A newer and less well-known product, the home equity investment, has also emerged as a viable option. Before diving deeper into the details of home equity investments, let’s review the traditional equity-based lending solutions. In terms of the general economic climate and your client’s financial profile, there are advantages and disadvantages to consider for each option.

Traditional products

With home equity loans, which feature fixed interest rates, homeowners can receive a lump sum of cash to pay for home renovations or repairs, or to pay off other bills. To qualify for these loans, homeowners need sufficient income, a good credit score and 2% to 5% of the loan amount for closing costs.

Home equity lines of credit allow homeowners to pull from an approved amount of equity as needed. Like home equity loans, HELOCs require good credit and have minimum income requirements. But they come with variable interest rates, meaning that monthly payments can fluctuate. And if the borrower’s home value decreases, the lender can freeze the HELOC.

As of March 2023, interest rates for home equity loans and HELOCs range from 6% to 10%, and they may increase further if federal rate hikes continue. In both cases, the home is used as collateral, so the loan balance is repaid via monthly installments.

With a cash-out refinance, homeowners replace their original mortgage with one for a larger amount and pocket the difference to pay for expenses. Although interest rates for cash-out refis are typically lower compared to home equity loans or HELOCs, the closing costs can be more expensive.

Home equity investments

Home equity investments aren’t as well known, but they can be an innovative choice for clients who don’t want to or can’t afford to take on debt to access their equity. With this option, homeowners receive cash upfront in exchange for a share of their home’s future value.

Qualification requirements are often less stringent than with traditional financing choices. And there aren’t any monthly payments or accrued interest — just an appraisal fee, an origination fee and other closing costs. There’s also no income verification, which can make this an appealing option for self-employed workers and those without customary W-2 income.

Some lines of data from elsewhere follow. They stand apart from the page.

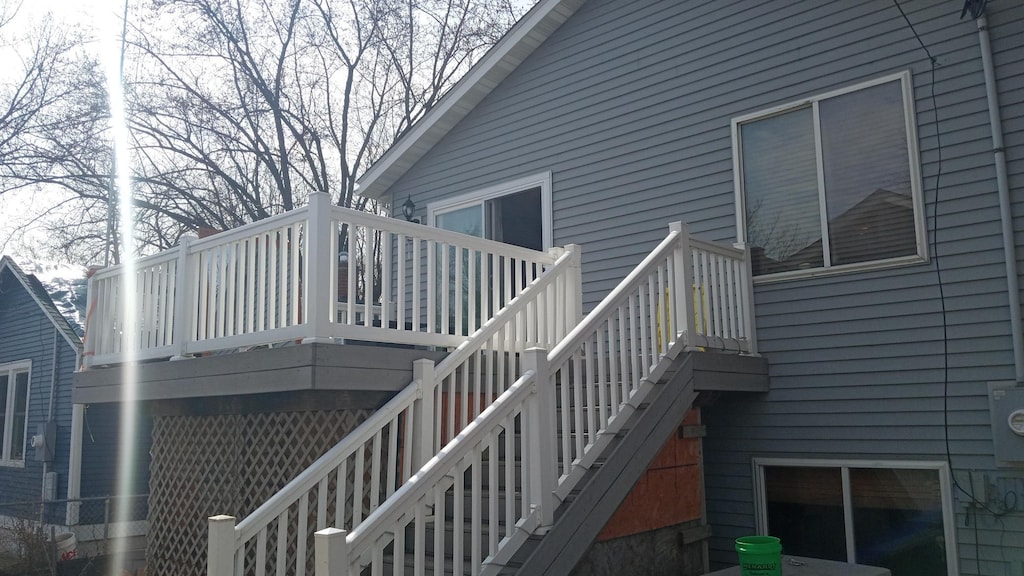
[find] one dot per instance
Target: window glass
(805, 510)
(897, 520)
(893, 517)
(465, 220)
(783, 222)
(19, 413)
(517, 218)
(850, 149)
(4, 435)
(867, 175)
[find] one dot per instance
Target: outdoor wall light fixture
(408, 209)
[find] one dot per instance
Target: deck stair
(524, 485)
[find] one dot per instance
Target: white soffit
(505, 56)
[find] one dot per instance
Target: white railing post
(573, 287)
(220, 554)
(183, 299)
(683, 263)
(423, 414)
(320, 265)
(330, 552)
(543, 466)
(747, 285)
(89, 342)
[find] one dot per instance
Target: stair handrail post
(330, 551)
(423, 413)
(220, 553)
(184, 281)
(574, 287)
(750, 324)
(683, 264)
(320, 266)
(542, 426)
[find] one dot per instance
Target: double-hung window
(13, 411)
(832, 182)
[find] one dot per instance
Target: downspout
(1009, 245)
(49, 412)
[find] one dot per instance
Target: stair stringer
(582, 517)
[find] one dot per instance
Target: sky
(20, 230)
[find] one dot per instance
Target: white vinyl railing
(367, 466)
(313, 274)
(502, 477)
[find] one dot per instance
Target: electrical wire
(938, 266)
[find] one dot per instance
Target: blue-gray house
(750, 268)
(58, 458)
(871, 156)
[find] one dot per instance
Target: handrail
(404, 406)
(441, 464)
(612, 300)
(437, 234)
(278, 279)
(312, 475)
(365, 432)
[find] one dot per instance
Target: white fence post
(220, 554)
(683, 262)
(183, 299)
(573, 288)
(330, 552)
(320, 265)
(89, 343)
(423, 414)
(749, 324)
(543, 438)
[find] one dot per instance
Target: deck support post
(683, 279)
(330, 551)
(220, 554)
(423, 414)
(748, 325)
(320, 269)
(184, 296)
(542, 426)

The term lasts anywhere from 10 to 30 years. The homeowner can buy out the investment at any time with savings, by refinancing or through the proceeds of a home sale. Home equity investments can be more expensive than traditional types of products, however, with the investor receiving their initial payout plus a significant percentage of any future increase in home value (often 25% or more).

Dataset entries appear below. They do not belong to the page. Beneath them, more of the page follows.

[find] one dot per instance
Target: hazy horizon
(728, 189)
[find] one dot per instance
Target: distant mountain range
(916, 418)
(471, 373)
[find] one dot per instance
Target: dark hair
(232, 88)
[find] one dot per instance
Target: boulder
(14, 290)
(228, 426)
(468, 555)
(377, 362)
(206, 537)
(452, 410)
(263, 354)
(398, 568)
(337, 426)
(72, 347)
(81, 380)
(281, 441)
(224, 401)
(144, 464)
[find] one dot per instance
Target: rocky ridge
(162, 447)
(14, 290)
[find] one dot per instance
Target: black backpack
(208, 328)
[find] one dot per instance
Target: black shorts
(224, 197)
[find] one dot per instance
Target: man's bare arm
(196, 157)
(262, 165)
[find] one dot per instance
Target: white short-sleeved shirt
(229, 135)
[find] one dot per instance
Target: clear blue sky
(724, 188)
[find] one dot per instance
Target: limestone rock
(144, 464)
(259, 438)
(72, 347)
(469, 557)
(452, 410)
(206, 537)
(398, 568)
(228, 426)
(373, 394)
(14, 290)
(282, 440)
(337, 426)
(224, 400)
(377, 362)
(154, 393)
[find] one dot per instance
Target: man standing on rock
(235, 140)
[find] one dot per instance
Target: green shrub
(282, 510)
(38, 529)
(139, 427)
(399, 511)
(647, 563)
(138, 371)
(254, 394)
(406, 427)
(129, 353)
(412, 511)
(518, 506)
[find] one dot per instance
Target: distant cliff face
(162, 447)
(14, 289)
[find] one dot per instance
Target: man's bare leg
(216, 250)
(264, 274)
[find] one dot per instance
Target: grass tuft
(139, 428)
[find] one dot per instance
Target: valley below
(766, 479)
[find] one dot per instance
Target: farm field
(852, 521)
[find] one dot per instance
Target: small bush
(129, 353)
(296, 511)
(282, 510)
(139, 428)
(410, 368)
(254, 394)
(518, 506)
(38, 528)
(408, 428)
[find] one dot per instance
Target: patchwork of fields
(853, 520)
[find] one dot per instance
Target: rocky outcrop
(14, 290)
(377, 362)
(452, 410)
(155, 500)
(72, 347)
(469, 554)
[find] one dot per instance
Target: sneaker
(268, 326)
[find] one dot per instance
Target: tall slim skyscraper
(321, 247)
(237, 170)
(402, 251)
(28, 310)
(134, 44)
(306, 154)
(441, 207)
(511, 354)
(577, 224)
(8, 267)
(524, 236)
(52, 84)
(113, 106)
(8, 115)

Like traditional equity products, home equity investments don’t come with any restrictions. Some homeowners put the money toward starting or expanding a business, paying down debt, covering a child’s education or diversifying their portfolio. And there are plenty of other ways for homeowners to use the proceeds from a home equity investment.

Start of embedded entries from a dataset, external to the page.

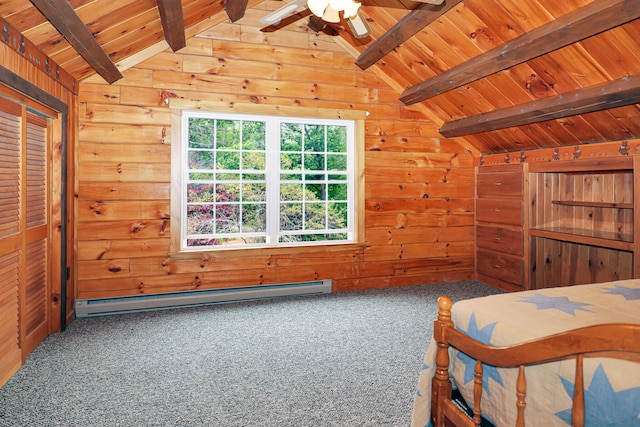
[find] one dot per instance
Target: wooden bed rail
(614, 340)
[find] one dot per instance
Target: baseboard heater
(130, 304)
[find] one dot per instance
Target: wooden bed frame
(615, 340)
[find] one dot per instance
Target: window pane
(254, 218)
(228, 160)
(228, 134)
(314, 162)
(336, 139)
(201, 159)
(314, 138)
(253, 135)
(228, 174)
(199, 193)
(227, 219)
(253, 160)
(338, 216)
(199, 219)
(290, 161)
(337, 162)
(337, 192)
(254, 192)
(291, 216)
(314, 216)
(201, 133)
(290, 177)
(314, 192)
(290, 137)
(291, 192)
(227, 193)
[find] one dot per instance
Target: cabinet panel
(500, 265)
(582, 222)
(500, 184)
(502, 211)
(501, 239)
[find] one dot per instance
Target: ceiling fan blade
(287, 10)
(359, 26)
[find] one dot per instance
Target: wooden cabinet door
(10, 240)
(24, 235)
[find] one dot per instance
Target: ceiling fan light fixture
(349, 7)
(317, 7)
(331, 8)
(331, 15)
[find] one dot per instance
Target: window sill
(288, 250)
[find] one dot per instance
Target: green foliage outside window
(227, 195)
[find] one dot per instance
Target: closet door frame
(20, 91)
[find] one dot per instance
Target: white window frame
(182, 110)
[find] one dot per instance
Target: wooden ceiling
(506, 75)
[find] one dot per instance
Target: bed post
(440, 385)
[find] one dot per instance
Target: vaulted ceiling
(506, 75)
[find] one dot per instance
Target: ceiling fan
(329, 11)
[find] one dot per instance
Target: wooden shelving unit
(582, 217)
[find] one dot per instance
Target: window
(262, 181)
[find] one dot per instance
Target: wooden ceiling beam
(407, 27)
(235, 9)
(172, 23)
(589, 20)
(616, 93)
(65, 19)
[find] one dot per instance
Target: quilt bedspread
(612, 387)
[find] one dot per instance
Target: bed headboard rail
(615, 340)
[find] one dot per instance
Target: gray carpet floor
(342, 359)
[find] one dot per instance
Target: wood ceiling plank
(617, 93)
(594, 18)
(235, 9)
(172, 23)
(407, 27)
(62, 16)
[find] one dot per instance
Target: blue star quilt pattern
(612, 387)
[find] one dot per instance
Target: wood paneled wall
(419, 188)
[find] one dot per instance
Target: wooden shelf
(593, 204)
(586, 237)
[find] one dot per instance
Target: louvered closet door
(24, 235)
(36, 308)
(10, 239)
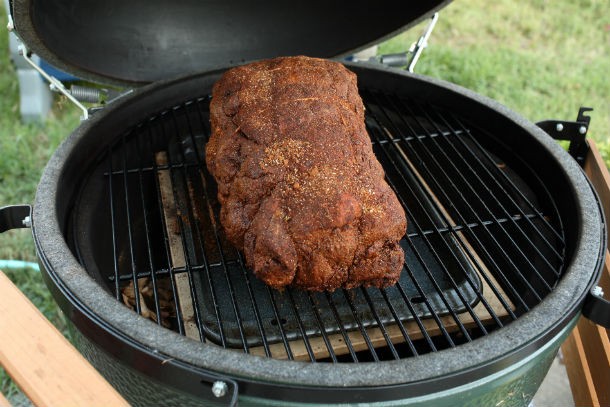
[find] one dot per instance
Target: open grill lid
(135, 42)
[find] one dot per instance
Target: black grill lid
(129, 42)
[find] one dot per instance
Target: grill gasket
(442, 227)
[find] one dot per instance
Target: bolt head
(219, 388)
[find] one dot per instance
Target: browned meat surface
(302, 193)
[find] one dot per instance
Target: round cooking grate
(484, 242)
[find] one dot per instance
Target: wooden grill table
(47, 368)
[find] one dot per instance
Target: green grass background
(543, 59)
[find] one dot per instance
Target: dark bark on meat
(302, 193)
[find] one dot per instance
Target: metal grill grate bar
(484, 188)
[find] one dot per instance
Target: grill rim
(78, 293)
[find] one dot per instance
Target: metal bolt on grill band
(484, 243)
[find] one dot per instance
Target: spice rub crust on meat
(301, 192)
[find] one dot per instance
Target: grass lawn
(544, 59)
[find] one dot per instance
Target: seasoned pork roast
(302, 193)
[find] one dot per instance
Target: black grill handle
(15, 217)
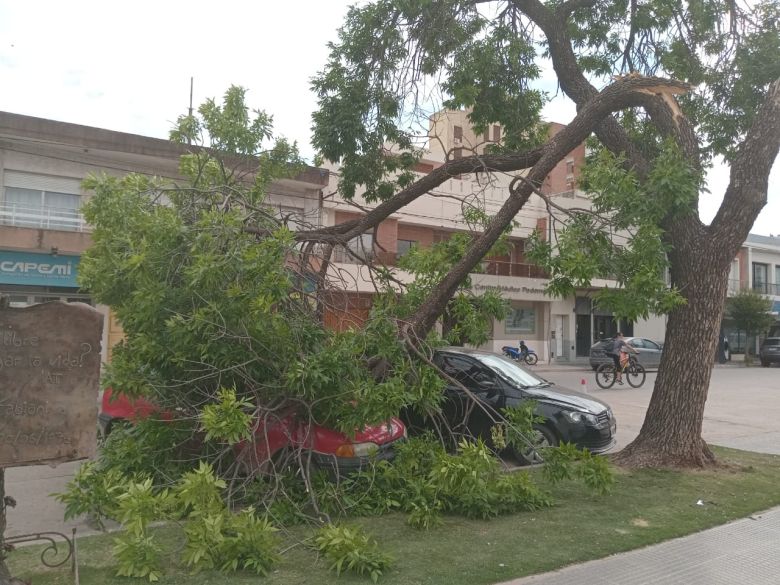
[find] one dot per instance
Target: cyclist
(620, 347)
(523, 349)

  • Second homes. Home equity investments can cover the downpayment and closing costs for a vacation home.
  • Home renovations. Home equity investments can pay for renovations or repairs that boost a home’s value prior to sale.
  • Bridge loan alternative. Bridge loans give borrowers fast cash so they can buy another home before selling their current property, but they come with high interest rates and fees. While a home equity investment can take as little as a few weeks to close — longer than the bridge loan timeline of a few days — it can be a smart alternative for people looking to buy their next home.
  • Real estate investing. Investment properties can present great opportunities for portfolio diversification and passive income, but the downpayments, closing costs, and ongoing expenses such as insurance and repairs can add up. Home equity investments can help cover the expenses needed to get started.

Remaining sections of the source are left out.